わたくしがこれを読んだのは未来塾に入る遥か前のことですが、冒頭に述べた当塾の基本とこの一文(特に下線を施した後半)とは、相通じるものがあると思います。自らの発声器官を総動員して音を作るという点においてです。

当塾の訓練では、まず増幅法を通して息と声が十二分に、しかも一気に出るように練習しながら、各アルファベットが持つ基本の音の作り方を口形(こうけい)とともに学びます(*)。一人ひとり舌の長さや口の大きさは違いますので、トレーナーのコメントを参考に、鏡等も使いながら、自らの音作りに地道に取り組んでいきます。アルファベットから単語へ、次に短文(詩)、最後はスピーチへと展開しますが、この一連の過程を通して、いわゆるカタカナ音と英語音の違いを文字通り体得できる仕組みになっているのです。

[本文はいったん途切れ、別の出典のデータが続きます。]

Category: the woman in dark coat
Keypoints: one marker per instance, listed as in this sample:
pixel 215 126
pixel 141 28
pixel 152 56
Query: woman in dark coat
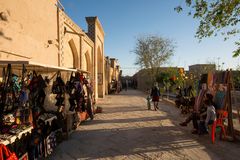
pixel 155 94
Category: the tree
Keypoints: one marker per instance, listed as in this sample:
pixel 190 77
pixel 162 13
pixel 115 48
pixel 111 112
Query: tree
pixel 152 52
pixel 216 16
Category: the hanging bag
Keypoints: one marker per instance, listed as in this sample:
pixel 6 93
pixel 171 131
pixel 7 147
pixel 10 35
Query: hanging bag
pixel 6 154
pixel 58 86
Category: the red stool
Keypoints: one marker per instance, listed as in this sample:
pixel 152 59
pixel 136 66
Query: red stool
pixel 222 115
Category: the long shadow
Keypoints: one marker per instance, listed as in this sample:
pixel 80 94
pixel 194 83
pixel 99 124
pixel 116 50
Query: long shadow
pixel 137 141
pixel 129 120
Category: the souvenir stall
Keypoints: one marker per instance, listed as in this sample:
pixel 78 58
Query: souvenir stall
pixel 219 84
pixel 81 98
pixel 28 130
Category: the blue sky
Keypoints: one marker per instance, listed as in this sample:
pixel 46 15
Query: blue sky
pixel 124 20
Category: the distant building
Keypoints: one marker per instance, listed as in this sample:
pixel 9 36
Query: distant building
pixel 144 80
pixel 197 70
pixel 112 73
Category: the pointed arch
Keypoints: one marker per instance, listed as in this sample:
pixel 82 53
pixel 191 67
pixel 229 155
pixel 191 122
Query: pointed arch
pixel 74 53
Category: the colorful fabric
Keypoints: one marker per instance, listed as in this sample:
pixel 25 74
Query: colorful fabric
pixel 198 100
pixel 210 80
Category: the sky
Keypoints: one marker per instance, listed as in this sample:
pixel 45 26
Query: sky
pixel 125 20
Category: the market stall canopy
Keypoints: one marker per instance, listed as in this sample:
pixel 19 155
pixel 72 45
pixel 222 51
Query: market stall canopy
pixel 83 71
pixel 30 65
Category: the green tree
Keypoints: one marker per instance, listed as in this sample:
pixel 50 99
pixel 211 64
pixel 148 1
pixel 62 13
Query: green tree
pixel 216 16
pixel 152 52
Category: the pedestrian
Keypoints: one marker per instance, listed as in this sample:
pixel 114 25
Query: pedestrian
pixel 126 85
pixel 148 99
pixel 155 94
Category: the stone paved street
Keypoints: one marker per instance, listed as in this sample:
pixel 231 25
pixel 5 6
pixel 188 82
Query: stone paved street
pixel 127 130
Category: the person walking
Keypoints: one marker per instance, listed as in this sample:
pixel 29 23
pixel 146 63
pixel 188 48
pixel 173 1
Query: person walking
pixel 155 94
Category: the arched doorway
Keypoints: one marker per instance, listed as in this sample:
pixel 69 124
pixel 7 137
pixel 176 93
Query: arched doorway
pixel 100 72
pixel 74 53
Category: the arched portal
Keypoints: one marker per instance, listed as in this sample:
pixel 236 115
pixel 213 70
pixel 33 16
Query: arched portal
pixel 74 53
pixel 100 72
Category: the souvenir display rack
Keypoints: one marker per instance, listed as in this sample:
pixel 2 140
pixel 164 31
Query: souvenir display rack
pixel 48 122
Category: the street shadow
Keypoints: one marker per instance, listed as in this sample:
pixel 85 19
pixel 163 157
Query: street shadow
pixel 4 36
pixel 129 120
pixel 128 142
pixel 139 141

母語の場合には知らないうちに発音を身につけていますが、外国語はそれができません。意識的な学びが必要です。単なるまねでなく、音作りという観点に立った時、視界は開けてくるはずです。地道な音作りのノウハウが詰まったカリキュラム、その中盤に初級生の方たちはこれから差し掛かっていくところです。各人の具体的かつ強い参加動機が、これからものを言ってくると思います。